À l’occasion de la conférence annuelle de l’Europe Jazz Network en septembre dernier, la flûtiste et membre de l’AACM* Nicole Mitchell a prononcé un discours intitulé « Un village musical d’interdépendance : La musique créative comme plateforme de collaboration et de résolution de problèmes ». L’exercice magistral n’étant pas son souhait, l’artiste lâcha rapidement pupitre et présentation pour descendre parmi son auditoire et entamer un jeu de question– réponse. Avant de creuser son sujet, elle sonda à main levée son auditoire : Who’s there for the first time? fifth time? fifteenth time? Voilà qui dessina une audience, disons-le, totalement disparate. Bien moins nombreuses furent les mains à la première interaction, qu’à la dernière. L’artiste arriva vite à cette conclusion : mentorat. « Trouvez-votre mentor », « Transmettez, vous ne serez pas toujours là. » Après tout, toutes et tous sommes au service de la même cause. Quelques mois après, c’est un discours qui reste en tête.

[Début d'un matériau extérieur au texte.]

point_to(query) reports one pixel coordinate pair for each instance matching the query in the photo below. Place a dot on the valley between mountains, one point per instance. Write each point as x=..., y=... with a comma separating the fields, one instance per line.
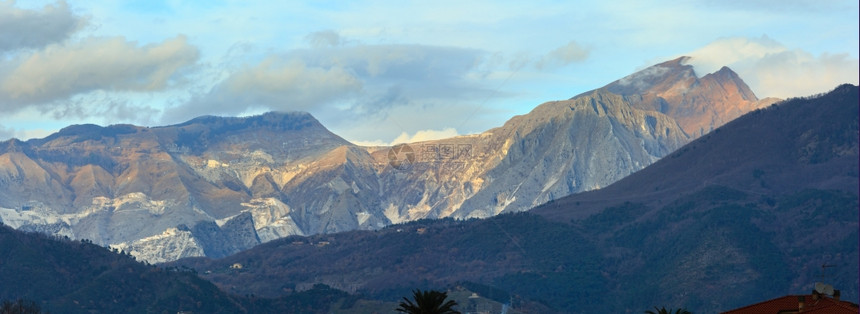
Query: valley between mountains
x=663, y=187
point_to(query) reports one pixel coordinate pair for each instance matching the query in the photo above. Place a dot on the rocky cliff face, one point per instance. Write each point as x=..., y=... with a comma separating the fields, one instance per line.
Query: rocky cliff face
x=213, y=186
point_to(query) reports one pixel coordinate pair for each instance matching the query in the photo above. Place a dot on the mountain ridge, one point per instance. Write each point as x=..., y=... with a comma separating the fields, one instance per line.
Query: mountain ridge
x=127, y=186
x=708, y=247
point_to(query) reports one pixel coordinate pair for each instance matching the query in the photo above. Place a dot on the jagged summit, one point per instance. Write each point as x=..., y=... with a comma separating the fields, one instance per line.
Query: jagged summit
x=657, y=78
x=698, y=104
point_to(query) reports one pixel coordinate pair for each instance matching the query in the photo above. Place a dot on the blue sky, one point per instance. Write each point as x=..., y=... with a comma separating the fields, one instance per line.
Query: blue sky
x=389, y=71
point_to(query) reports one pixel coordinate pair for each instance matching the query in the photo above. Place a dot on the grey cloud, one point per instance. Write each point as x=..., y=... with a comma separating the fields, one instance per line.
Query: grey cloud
x=109, y=64
x=106, y=107
x=23, y=29
x=773, y=70
x=322, y=39
x=6, y=133
x=274, y=84
x=344, y=81
x=564, y=55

Le jazz, en particulier, a cette faculté de la proximité. Et elle concerne aussi bien les professionnel·les que les musicien·nes. Il est fréquent en effet qu’un ou une grand·e artiste fasse le choix de s’accompagner de nouveaux partenaires de jeu, de manière à ne cesser de stimuler ce jeu mais aussi d’accompagner et participer collectivement à l’éclat de la scène jazz et musiques improvisées. En se plongeant dans cette nouvelle programmation, nous est donc venu l’envie de mettre en lumière ces croisements de parcours au sein des formations ou des soirées Penché, le duo Nuits et Otomo Yoshihide, l’association du trio Boisseau / Delore / Sclavis à NoSax NoClar en janvier… Concernant les grandes figures, celles dont l’expérience et la notoriété sont aujourd’hui indéniables, nous prendrons le temps de vous les présenter ou de vous offrir des opportunités de rencontre. La projection du documentaire « Affamée » au Cinématographe se lie au concert de la contrebassiste Joëlle Léandre. Henri Texier et Andy Emler joueront deux soirs de suite dans le cocon du Pannonica. Car oui, ce trimestre amène aussi le retour du format des doubles soirées club ! Deux concerts d’un même artiste au Pannonica afin d’appuyer cette intimité et proximité que l’on se félicite de pouvoir rendre possible. L’émotion est là de notre part aussi, quand vous publics, entre vous, tissez des liens, quand les plus grands habitués côtoient et échangent avec les nouveaux·elles venu·es. Il faut dire que la musique prête toujours à bavardages.
Par essence, les actions culturelles et médiations visent à nourrir les jeunes et moins jeunes esprits, briser toutes barrières afin de provoquer les rencontres. Ce trimestre elles continueront de tirer le fil de la transmission et du partage. Ces enjeux de transmissions résident aussi dans l’ADN de l’associatif. Après bientôt trente ans d’existence, Nantes Jazz Action et Pannonica ne manquent pas de ressources et d’anecdotes à livrer à la jeune garde.